Jeff Kline, Javi Garron, Salvi Garcia, Alejandro Sanchez
IDW/Darby Pop Publishing
IDW has a potential hit on their hands. Set in a modern world where superheroes are commonplace, Indestructible tells the story of Gregory Pincus, an average underachieving Los Angeles writer who, during a video store robbery gone awry, is mistakenly identified as being among the cape-and-mask crowd.
Greg is something of a nebbish – the quintessential likeable loser. He endures the regular ribbing he receives from his family (in what is probably no coincidence, the first line of dialog we see with him on the page is, “Gregory, have a rib”), he is still fulfilling the inconsiderate demands of his blackmailing friend and roommate and his date – who is quick to point out his diminutive stature – leaves him outside a club to go in with a celebrity superhero.
And then the aforementioned robbery occurs, a surveillance tape is shown on the news, and everything changes. Though his roommate/friend is aware he is just a normal guy, he nonetheless loves the idea of being a superhero’s best friend and begs him to keep the charade alive. Greg also suddenly becomes very attractive to certain members of the opposite sex who are groupies for the powered bunch. He’s wanted by the police for questioning, and there are other negative implications when it comes to being assumed a superpowered person. So yeah, he’s a tad torn.
A few brief interludes take place that promise a larger story down the line, and even in the smallest of narrative brushstrokes they are both clear and have a voice. That’s what makes this book even more special: besides a relatively novel slant on the superhero genre, every character feels real and even the most flawed remain, in one way or another, relatable. I wouldn’t be surprised if, a few years down the line, this story was optioned for a motion picture, as it is tailor-made for a Simon Pegg/Nick Frost comedy, with Pegg playing Greg and Frost playing Barry, his slob of a roommate. They’re dead ringers for the characters.

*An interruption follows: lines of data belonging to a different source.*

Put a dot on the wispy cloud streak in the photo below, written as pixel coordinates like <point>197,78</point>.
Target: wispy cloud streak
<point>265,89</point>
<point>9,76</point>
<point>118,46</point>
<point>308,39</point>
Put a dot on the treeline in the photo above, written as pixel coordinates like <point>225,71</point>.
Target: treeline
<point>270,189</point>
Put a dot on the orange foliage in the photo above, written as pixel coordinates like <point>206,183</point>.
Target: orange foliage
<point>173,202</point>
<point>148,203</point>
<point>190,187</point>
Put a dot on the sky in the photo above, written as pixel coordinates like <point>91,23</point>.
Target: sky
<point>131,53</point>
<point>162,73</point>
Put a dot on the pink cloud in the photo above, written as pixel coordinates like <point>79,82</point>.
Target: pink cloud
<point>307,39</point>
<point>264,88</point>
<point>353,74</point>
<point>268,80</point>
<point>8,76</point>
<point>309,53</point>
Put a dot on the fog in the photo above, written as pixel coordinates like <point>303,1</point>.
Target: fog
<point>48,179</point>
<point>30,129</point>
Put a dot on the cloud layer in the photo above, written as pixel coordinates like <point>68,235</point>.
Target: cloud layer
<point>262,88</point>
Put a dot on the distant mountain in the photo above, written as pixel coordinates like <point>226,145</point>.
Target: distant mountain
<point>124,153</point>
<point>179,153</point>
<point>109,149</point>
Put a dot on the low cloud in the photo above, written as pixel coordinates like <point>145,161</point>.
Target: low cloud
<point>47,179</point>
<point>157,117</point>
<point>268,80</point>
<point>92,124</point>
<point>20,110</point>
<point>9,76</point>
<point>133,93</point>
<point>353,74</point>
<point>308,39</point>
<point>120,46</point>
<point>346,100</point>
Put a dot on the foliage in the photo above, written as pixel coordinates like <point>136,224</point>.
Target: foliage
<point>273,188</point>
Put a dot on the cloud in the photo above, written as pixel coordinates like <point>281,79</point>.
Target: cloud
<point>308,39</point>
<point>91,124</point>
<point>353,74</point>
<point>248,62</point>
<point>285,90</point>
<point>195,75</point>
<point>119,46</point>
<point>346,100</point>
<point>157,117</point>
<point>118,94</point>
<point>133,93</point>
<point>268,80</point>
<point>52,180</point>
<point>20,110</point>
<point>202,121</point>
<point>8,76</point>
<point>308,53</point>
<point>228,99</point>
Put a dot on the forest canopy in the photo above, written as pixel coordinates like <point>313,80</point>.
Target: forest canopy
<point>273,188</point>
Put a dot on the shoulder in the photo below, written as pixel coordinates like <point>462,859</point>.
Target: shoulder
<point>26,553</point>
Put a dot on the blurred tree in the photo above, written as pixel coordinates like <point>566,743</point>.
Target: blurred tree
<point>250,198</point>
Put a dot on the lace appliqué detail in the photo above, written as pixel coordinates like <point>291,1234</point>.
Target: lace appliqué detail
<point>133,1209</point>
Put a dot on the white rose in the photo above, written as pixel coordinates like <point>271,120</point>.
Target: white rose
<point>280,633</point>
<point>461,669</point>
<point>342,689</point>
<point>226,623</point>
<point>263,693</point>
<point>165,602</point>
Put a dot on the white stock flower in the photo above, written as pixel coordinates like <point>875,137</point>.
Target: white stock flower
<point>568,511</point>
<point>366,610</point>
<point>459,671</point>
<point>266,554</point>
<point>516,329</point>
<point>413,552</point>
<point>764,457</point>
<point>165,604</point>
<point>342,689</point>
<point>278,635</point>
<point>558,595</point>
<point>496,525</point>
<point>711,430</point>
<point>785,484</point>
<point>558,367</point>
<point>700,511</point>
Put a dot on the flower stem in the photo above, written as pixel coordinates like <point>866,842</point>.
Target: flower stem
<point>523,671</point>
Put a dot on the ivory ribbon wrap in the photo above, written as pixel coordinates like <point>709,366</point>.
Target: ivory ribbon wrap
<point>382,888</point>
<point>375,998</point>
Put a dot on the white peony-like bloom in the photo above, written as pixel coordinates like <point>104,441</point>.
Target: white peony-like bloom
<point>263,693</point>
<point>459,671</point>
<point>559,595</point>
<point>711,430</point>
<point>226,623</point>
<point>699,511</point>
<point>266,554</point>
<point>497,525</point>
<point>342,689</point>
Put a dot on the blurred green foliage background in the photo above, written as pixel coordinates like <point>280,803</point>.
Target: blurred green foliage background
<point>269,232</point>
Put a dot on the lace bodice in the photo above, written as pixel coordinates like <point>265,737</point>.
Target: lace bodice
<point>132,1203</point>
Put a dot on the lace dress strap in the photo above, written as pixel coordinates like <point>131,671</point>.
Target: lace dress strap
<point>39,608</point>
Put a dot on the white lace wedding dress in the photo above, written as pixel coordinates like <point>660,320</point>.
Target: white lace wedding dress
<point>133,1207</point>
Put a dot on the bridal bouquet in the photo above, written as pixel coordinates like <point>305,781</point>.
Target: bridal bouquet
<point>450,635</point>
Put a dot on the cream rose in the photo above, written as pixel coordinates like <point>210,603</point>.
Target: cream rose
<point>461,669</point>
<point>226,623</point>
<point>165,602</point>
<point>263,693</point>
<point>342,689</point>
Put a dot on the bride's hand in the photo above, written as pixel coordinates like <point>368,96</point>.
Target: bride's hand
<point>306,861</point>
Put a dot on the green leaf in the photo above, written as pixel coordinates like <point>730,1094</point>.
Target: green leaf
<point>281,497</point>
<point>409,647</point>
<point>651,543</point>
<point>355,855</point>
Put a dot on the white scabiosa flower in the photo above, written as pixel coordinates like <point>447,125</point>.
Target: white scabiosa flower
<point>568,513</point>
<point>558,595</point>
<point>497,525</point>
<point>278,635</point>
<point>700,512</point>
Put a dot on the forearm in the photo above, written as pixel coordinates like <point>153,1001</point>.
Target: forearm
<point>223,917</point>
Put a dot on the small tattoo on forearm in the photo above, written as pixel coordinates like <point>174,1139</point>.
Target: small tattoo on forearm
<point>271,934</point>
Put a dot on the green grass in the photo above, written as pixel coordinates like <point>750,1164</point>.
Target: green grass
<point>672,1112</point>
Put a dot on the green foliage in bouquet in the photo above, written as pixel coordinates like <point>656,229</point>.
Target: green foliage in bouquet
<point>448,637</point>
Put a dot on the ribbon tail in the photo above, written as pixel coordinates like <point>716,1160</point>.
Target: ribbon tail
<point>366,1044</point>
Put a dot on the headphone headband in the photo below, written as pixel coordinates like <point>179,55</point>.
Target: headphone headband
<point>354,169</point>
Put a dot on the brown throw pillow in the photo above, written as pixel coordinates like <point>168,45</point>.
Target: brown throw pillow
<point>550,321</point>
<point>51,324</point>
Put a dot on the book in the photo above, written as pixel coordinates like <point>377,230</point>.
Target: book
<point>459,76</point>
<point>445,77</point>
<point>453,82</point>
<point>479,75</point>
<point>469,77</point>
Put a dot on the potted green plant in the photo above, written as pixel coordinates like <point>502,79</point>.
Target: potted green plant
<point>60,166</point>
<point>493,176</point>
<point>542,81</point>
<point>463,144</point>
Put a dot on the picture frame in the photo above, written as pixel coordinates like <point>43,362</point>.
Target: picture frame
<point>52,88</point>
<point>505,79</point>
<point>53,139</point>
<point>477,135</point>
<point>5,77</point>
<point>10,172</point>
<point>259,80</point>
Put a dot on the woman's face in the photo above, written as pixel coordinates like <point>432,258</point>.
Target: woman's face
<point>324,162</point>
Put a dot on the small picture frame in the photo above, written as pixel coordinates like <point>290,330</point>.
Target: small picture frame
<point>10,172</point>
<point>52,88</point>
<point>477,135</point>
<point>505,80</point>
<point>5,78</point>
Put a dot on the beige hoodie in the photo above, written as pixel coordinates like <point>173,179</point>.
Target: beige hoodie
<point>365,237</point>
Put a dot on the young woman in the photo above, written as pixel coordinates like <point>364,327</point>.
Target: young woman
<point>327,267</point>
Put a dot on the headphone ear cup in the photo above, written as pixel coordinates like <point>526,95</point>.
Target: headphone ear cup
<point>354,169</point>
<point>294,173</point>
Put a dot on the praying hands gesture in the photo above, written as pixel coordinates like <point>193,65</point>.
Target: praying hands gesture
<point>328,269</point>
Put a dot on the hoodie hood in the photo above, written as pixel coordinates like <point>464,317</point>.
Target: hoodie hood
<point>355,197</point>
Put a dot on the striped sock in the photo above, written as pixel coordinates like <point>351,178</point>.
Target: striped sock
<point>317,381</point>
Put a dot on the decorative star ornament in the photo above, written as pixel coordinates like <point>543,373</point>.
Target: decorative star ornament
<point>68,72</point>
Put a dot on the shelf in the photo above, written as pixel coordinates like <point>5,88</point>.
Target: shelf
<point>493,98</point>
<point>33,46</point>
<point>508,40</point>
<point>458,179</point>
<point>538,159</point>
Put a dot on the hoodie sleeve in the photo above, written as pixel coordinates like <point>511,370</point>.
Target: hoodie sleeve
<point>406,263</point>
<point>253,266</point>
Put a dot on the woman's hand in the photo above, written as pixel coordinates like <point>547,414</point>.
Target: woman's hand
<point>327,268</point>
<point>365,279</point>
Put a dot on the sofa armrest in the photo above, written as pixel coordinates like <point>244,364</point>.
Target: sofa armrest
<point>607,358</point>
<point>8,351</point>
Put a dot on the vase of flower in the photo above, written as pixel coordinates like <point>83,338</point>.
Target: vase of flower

Granted, those are some lofty expectations one book deep, but it has the potential. One of three debuting series from Darby Pop Publishing, a new publishing division from IDW, this sets the bar quite high for what should be expected of their other offerings: the futuristic cyber thriller City and the sci-fi samurai romp, 7th Sword. With great pacing, an excellent plot, interesting characters, snappy dialog and artwork that conveys all of those assets soundly, Indestructible is an absolute winner.